In order to throw the best possible bash and not become a crazed woman in the process, you’re going to need help long before you open the door to greet your first guest. If you need to clean and practically remodel your abode before the party, throw a pre-party for a couple of close friends, send out for pizza and before you know it, all of the work – including the dirty variety – will be complete. For the date of the soirée, a friend, relative or neighbor can be enlisted to help with refreshments and the jillion other little things that need doing during a party.

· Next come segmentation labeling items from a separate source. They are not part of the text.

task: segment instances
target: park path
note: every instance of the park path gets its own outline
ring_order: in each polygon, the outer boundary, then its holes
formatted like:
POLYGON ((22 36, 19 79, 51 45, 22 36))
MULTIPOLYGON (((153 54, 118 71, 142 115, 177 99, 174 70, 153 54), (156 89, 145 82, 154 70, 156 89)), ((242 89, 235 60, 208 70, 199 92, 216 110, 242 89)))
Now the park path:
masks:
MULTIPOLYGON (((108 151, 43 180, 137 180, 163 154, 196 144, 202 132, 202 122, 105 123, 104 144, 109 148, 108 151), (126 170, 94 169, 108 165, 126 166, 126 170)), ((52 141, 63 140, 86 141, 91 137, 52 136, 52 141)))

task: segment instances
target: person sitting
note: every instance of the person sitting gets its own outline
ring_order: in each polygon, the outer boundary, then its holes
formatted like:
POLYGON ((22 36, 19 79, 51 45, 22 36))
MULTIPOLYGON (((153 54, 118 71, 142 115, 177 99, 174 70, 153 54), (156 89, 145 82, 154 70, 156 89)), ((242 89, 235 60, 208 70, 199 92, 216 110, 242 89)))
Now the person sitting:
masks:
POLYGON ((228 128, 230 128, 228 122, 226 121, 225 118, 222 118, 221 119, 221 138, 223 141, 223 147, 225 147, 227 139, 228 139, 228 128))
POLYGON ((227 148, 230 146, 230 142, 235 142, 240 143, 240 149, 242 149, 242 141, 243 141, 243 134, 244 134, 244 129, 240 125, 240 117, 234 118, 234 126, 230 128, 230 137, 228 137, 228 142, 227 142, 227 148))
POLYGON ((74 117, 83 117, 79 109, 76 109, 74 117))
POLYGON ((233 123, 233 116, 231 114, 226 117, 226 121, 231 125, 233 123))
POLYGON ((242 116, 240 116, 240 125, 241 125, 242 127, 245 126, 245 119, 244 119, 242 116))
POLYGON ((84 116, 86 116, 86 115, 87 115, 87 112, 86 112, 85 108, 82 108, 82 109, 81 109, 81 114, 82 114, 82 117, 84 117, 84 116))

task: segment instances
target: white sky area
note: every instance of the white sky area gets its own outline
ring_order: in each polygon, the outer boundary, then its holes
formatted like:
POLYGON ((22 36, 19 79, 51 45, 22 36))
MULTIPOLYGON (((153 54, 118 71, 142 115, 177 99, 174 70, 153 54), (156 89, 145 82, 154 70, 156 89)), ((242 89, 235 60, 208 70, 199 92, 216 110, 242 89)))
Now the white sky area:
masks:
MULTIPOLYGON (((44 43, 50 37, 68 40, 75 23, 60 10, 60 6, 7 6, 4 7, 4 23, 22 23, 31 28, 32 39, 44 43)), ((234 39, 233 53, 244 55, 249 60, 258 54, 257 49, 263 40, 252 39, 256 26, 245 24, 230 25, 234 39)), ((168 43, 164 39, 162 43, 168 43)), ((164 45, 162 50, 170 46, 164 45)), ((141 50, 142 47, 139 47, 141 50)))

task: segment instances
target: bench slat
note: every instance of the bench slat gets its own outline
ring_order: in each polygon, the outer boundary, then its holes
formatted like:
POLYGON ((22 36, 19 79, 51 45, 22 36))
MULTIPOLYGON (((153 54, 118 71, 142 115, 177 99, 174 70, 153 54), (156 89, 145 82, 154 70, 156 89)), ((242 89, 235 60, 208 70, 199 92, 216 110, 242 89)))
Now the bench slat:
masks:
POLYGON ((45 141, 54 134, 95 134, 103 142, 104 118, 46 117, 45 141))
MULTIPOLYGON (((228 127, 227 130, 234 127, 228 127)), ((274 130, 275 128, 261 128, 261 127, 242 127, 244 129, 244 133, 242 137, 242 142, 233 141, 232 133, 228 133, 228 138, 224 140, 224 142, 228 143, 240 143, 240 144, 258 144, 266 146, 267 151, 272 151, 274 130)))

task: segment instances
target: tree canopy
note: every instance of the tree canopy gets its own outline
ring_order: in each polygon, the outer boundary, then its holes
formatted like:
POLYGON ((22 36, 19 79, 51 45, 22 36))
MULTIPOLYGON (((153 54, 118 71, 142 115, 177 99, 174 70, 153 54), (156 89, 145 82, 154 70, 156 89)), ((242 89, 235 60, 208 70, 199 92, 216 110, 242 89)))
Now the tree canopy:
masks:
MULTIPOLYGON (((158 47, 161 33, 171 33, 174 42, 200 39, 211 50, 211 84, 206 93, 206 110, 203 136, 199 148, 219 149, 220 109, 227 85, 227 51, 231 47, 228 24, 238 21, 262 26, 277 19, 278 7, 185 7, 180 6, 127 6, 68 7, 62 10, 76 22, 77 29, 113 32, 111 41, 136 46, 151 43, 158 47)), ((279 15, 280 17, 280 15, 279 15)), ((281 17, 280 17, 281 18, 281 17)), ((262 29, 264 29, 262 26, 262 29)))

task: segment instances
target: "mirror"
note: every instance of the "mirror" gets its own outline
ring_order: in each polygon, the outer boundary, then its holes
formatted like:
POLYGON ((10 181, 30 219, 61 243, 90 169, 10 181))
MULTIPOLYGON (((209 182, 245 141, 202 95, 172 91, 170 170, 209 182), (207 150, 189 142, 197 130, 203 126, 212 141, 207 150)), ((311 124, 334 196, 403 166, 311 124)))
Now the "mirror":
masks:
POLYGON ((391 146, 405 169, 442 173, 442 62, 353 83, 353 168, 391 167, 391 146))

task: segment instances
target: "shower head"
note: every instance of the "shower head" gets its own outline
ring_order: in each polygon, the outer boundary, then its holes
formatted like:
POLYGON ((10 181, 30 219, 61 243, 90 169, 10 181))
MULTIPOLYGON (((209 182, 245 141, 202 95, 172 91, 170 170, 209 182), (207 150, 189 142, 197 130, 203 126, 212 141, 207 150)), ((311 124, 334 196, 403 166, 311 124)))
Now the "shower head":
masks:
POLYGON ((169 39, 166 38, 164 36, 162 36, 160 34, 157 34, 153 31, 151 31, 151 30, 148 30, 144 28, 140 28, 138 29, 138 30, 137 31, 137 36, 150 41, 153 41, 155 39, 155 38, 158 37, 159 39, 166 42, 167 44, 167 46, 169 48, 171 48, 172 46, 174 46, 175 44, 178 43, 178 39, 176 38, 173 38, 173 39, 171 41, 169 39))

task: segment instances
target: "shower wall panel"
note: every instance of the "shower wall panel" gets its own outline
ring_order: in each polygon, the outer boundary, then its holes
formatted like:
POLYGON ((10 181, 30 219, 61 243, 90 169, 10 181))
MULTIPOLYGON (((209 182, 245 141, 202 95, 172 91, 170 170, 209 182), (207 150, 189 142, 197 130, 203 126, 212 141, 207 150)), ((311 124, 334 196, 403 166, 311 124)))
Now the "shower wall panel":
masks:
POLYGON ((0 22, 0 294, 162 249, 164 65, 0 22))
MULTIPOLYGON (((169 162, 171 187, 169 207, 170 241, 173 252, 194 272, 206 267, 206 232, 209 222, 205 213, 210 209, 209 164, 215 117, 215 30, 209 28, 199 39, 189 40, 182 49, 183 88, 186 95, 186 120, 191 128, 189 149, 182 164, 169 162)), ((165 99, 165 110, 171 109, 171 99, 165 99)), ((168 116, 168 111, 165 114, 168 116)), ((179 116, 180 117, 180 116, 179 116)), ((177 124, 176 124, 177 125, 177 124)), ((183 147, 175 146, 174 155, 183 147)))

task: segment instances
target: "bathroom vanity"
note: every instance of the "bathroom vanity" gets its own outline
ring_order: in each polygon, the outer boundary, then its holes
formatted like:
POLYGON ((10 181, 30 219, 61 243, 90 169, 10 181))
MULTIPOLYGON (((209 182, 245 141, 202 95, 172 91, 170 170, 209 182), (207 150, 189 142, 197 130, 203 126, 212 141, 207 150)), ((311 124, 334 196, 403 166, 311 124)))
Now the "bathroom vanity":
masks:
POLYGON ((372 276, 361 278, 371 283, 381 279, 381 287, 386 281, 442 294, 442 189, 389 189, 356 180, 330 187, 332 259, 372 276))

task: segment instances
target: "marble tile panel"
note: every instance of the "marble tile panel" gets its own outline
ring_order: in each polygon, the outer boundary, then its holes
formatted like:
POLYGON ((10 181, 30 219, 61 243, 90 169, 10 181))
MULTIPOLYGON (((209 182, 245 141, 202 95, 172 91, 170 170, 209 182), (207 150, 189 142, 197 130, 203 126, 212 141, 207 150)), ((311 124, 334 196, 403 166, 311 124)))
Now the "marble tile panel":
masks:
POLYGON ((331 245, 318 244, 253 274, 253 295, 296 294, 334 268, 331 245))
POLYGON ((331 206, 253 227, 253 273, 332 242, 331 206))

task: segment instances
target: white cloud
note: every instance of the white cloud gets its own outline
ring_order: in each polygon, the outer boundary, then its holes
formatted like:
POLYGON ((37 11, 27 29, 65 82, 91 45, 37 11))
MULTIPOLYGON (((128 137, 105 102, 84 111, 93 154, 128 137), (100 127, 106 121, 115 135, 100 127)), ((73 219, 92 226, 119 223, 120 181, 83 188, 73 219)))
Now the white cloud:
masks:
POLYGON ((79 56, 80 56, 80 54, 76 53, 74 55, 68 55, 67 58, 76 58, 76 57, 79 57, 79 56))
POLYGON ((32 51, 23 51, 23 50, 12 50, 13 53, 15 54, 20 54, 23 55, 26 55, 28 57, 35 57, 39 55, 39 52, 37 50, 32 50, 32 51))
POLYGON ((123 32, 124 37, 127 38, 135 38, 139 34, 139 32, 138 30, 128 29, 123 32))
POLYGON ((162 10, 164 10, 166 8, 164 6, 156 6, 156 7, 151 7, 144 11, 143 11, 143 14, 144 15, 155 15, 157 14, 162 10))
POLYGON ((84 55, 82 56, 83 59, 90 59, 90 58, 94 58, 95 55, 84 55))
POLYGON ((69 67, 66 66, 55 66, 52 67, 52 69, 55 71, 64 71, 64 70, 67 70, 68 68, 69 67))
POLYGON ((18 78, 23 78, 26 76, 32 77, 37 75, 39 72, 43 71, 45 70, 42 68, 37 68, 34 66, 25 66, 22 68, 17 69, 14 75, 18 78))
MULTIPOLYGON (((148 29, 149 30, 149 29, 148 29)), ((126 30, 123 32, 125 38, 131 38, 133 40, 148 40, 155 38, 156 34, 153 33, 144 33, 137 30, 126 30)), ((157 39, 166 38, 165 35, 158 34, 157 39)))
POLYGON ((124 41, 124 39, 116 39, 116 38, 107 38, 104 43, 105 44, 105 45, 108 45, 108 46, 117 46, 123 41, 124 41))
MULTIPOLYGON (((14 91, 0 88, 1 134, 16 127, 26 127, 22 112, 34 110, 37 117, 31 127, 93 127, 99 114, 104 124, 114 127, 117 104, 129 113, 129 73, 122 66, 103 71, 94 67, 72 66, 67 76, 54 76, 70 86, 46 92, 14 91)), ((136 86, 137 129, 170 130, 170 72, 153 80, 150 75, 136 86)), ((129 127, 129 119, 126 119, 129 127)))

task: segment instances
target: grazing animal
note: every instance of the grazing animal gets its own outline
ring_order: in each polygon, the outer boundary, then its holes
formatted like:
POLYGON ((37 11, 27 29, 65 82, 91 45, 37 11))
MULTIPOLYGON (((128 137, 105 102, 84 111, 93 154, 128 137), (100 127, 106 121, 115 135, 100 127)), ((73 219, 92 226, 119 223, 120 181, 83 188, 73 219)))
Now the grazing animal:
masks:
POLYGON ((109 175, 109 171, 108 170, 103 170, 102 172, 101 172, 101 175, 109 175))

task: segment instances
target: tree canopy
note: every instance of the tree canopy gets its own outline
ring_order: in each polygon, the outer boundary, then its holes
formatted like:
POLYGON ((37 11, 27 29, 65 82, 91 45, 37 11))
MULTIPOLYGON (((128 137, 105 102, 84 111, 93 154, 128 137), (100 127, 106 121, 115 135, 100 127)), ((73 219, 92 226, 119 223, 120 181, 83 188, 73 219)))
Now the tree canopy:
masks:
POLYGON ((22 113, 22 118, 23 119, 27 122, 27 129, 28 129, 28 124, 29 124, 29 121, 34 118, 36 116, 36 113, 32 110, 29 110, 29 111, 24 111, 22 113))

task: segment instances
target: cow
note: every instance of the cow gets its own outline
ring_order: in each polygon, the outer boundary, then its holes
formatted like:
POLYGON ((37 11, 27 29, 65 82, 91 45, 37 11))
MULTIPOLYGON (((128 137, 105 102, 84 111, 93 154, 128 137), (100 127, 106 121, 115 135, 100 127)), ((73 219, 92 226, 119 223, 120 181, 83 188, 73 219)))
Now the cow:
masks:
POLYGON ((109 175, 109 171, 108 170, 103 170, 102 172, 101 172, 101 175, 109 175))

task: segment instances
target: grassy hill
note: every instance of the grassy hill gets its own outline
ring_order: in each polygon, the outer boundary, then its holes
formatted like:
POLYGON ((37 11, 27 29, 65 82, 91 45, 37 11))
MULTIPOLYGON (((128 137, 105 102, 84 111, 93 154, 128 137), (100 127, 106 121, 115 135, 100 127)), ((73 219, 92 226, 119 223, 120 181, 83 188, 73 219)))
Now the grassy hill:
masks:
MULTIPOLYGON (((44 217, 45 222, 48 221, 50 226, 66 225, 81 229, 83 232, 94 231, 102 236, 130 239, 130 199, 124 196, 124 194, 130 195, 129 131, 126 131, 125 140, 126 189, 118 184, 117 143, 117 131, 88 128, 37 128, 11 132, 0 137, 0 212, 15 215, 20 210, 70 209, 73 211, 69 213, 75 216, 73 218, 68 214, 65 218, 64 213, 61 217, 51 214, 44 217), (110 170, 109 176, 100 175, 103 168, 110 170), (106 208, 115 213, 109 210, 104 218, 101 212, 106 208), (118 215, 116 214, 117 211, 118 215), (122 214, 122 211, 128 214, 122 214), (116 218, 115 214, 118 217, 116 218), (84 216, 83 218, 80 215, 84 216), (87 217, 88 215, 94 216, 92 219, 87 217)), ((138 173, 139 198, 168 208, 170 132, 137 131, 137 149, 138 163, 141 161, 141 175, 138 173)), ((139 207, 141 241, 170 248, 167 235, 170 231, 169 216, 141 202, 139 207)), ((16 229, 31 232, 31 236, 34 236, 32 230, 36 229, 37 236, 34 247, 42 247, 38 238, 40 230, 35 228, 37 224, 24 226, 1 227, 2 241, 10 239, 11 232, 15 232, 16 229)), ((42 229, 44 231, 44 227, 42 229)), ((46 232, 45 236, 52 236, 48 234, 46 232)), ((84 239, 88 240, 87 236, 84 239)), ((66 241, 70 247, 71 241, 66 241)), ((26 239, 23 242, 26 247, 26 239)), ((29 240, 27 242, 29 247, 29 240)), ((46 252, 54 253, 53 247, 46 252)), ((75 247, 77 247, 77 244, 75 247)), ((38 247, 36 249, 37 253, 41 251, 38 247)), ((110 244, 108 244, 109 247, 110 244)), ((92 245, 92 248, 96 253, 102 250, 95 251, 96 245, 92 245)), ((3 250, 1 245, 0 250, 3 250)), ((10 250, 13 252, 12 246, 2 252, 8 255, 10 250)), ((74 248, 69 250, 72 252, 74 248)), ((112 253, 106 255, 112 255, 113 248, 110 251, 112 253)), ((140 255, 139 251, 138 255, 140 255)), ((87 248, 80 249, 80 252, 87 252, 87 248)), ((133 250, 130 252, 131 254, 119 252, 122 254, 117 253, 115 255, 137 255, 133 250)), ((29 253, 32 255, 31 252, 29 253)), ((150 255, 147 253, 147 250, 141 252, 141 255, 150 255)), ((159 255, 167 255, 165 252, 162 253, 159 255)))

The type and amount of party food is yours to decide, but make it easy on yourself so you can have (and generate) that good time we’ve been talking about. Don’t make yourself crazy trying to prove you’re a blue ribbon chef and/or make yourself so tired you’ll be the lump of the party instead of its life.

Whichever way you go with the menus, warn your guests ahead of time what to expect food-wise. How many times have you shown up to a party famished, just to find that your host serving appetizers-only? Tell them a light buffet will be served, or it’s dinner at eight or whatever.

Lastly, by all means use colorful paper plates and other paper or plastic party products (the more eco-friendly, the better). This can transform clean up from a wheeze to a whiz.